Sjemoe‘El stelde hem echter de vraag wat belangrijker was. God gehoorzamen of slachtoffers aan Hem te brengen (1 S 15:22). Natuurlijk gehoorzamen. Sjemoe‘El beoordeelde het handelen van Sja‘oel als weerspannigheid, dat een zonde van een valse godsdienst was, en als ongezeglijkheid, dat een misdaad is en afgoderij. Omdat hij dit godsdienstige bevel ongehoorzaam was geweest had God hem als koning verworpen. Toen gaf hij toe gezondigd te hebben door aan Gods bevel voorbij te gaan, maar zei het volk te vrezen. Maar daarmee bevestigde hij juist ongeschikt te zijn als leider. Sja‘oel vroeg om vergeving. Vanaf dat moment beloofde hij zich voor God te buigen. Maar Sjemoe‘El herhaalde zijn woorden en keerde zich om.

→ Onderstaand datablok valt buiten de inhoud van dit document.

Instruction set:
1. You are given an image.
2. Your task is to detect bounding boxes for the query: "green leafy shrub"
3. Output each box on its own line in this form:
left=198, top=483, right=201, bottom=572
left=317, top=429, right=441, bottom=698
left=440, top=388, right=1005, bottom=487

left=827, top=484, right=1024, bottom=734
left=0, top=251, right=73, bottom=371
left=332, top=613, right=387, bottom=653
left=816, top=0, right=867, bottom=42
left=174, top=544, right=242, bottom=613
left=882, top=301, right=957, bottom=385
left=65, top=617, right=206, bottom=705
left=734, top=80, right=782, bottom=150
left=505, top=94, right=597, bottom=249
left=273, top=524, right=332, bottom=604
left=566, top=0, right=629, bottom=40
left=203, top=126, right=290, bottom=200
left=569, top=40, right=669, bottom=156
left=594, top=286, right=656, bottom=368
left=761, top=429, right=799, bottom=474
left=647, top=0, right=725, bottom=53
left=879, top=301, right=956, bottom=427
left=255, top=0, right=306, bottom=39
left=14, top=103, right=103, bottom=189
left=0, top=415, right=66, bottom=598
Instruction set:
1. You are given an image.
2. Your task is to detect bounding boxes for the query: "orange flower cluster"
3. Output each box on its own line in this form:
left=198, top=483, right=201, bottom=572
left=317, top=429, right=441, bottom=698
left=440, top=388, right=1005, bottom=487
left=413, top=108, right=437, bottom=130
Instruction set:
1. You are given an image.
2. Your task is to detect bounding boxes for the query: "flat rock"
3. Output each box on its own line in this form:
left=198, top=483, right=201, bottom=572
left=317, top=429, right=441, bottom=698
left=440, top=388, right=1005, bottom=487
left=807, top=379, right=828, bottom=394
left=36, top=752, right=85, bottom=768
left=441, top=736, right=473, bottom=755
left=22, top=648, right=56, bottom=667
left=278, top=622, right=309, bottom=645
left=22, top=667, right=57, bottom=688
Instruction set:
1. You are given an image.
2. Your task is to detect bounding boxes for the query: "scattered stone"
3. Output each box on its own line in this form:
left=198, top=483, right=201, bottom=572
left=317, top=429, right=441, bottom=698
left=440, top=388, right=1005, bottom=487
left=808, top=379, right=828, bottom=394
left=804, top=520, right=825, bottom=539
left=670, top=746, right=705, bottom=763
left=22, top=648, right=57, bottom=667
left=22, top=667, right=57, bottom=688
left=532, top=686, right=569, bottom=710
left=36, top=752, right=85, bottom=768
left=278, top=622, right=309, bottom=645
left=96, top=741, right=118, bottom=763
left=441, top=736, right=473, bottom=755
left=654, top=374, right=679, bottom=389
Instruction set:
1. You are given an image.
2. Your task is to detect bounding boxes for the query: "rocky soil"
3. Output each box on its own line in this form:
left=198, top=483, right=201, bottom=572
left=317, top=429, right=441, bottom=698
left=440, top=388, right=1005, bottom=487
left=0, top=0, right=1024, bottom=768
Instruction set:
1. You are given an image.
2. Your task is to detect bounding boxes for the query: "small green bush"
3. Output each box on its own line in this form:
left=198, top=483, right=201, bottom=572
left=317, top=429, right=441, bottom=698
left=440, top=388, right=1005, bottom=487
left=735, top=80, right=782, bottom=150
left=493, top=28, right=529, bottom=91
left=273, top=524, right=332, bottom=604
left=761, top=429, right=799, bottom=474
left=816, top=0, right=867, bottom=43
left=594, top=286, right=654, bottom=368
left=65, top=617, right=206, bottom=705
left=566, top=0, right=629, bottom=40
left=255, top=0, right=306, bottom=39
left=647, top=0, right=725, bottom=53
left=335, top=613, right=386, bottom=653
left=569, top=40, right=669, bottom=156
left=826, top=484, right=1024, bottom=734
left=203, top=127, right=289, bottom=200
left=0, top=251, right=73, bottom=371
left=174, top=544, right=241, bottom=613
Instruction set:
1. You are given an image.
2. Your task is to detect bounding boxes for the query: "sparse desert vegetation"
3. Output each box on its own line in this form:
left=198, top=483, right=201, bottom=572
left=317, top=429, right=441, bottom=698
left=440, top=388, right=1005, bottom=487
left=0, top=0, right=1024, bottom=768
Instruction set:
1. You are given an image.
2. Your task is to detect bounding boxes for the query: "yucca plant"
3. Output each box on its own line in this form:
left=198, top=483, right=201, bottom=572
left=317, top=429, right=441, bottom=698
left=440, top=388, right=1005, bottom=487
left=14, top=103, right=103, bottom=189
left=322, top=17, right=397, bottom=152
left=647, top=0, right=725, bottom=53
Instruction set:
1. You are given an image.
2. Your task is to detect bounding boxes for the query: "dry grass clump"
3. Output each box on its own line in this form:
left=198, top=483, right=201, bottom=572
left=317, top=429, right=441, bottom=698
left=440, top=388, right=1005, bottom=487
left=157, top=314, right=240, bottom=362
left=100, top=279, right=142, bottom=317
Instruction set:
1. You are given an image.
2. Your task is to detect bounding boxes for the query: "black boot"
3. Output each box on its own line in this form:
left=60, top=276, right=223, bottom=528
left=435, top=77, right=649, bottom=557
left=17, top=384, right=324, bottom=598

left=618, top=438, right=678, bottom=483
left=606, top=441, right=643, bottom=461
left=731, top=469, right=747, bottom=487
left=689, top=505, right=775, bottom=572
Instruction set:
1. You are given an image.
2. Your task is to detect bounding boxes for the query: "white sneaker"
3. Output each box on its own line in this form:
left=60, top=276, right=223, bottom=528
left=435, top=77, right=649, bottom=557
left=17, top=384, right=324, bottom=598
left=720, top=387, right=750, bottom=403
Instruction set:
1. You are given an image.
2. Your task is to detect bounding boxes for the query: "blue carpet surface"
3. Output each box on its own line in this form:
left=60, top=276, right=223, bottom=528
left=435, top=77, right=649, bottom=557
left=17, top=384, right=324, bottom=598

Sja‘oel greep toen de rand van Sjemoe‘Els mantel dat afscheurde (vs 27). Daarop zij Sjemoe‘El dat op dezelfde wijze zijn koningschap van hem was afgescheurd en aan een ander was gegeven die beter was dan hij. Ook zij hij dat God geen misleider was of medelijden had. Maar Sja‘oel drong aan dat hij zich voor God wilde neerbuigen om zijn zonde. Daardoor ging Sjemoe‘El met hem mee en Sja‘oel boog zich neer voor God. Toen liet Sjemoe‘El de koning van de ’Amaleqiem brengen. Die dacht dat de Isra‘Eliem hem zouden sparen, maar Sjemoe‘El nam een zwaard en sloeg hem met de ban voor Gods Aangezicht. Daarna verliet hij Sja‘oel en zag hem niet meer tot aan zijn dood. Maar Sjemoe‘El treurde voor Isra‘El om het koningschap van Sja‘oel en God had spijt dat Hij hem als koning laten aanstellen.
Parallellen
Sidra‘ Kie tetse‘ (Dt 21-25) noemt, in een lijst met allerlei bepalingen, ook Gods bevel om de ’Amaleqiem met de ban te slaan zodra Isra‘El stevig gevestigd zou zijn in het beloofde Land (Dt 25:17-19).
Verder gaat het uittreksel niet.